Friday, February 16, 2007

No disk

Yesterday I went to Digitalstar and purchased a 4GB USB thumbdrive for $69.

My first impression of my new flash drive was that it is slow. I guess I was assuming normal disk speeds, or something akin to it, give or take; it's solid state baby! In practice the file transfer speed to the thumbdrive is about a 10th that of the hard disk speed. This is bearing in mind that the USB2 interface speed is something like 12MBps, as compared to the hard disk's PATA speed of 100MBps. When using the thumbdrive for transferring backup files to another PC, the result is about the same as using a 100Mbps network connection (pickup@~1MBps, putdown@~10MBps, compared to a copy speed@~5MBps) and definitely nothing mind blowing.

Also yesterday, I installed Ubuntu Linux on the thumbdrive, removed applications that I do not use (OpenOffice and others), and applied all the updates. Today finished installing other bits, like VLC, Skype, Audacity, Avidemux, Abiword, Gnumeric, and Flash. Seems to be working fine. The speed of the desktop is about the same; some things seem slower and some seem quicker, but nothing jaw dropping.

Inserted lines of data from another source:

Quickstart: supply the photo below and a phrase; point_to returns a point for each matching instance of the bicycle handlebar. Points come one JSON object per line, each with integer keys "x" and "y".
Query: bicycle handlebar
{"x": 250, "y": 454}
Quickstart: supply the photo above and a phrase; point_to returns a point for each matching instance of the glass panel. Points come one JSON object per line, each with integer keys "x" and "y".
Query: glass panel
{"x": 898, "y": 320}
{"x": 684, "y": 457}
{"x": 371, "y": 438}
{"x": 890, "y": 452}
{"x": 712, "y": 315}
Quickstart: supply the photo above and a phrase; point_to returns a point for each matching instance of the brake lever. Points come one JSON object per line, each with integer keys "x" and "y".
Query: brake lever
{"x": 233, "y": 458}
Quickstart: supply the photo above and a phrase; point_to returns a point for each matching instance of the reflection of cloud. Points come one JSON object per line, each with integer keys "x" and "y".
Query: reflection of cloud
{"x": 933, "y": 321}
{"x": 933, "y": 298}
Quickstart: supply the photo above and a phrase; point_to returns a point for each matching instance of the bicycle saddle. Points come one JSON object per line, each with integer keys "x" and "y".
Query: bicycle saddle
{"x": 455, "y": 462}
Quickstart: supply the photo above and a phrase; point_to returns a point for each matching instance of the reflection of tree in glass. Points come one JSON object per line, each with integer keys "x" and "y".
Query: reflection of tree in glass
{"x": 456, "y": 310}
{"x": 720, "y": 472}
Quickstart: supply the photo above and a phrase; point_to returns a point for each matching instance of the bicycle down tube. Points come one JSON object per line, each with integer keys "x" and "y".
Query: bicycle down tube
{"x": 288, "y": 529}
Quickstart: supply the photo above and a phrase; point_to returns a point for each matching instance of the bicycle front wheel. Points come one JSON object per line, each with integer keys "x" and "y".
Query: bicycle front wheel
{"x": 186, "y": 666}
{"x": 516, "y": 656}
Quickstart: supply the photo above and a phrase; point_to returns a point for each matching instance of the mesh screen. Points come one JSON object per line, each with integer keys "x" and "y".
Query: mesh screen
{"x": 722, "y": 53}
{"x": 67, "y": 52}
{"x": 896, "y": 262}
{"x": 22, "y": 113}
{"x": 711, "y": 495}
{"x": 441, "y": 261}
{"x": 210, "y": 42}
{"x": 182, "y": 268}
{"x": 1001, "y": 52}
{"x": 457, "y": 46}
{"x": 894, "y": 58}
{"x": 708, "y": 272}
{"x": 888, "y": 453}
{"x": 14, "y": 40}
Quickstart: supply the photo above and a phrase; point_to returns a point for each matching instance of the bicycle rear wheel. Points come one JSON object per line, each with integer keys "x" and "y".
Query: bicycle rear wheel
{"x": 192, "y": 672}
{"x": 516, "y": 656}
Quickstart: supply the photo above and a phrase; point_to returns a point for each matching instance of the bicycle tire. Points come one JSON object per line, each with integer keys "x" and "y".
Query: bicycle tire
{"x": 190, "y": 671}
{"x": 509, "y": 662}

A diskless PC running Ubuntu is no longer a pipe dream. I will be more convinced when I see it work in the longer term. And, Yes, I am concerned about the write wearing of the flash memory, so am running without a swap file (sudo swapoff -a), which I can get away with having 512MB of RAM albeit in 2 hot memory modules but that's another issue.

Now if I could only make it run fanless and not heat up the way it does. The warm and toasty spots are, RAM (I have 2x256 modules that I am not paying good money to replace with a single module even if it would probably be more power efficient), cardbus WIFI, and of course the relatively large CPU and heatsink assembly. There is just no way to underclock my 1.5GHz Celeron because the BIOS does not present the option.

[Revision 20070219]
I figured out how to disable swap from mounting during Ubuntu startup.
  1. open Terminal
  2. sudo gedit /etc/fstab
  3. go to line that has the word swap and put # in front of it
  4. save and reboot


EDF2099 said...

"No child shall be living without a 4 gigabyte USB thumb drive by 2010" - Bob "Technocrat" Newman

Your quite the technology evangelist.

Bob said...

Adjusting for Moore's Law (redoubling every 24 months), by 2010 the said drive is expected to be 12GB. However, I believe that solid state memory is redoubling every 12 months, which will put our said drive at 32Gb. And this is still if all else stays the same and no significant developments happen.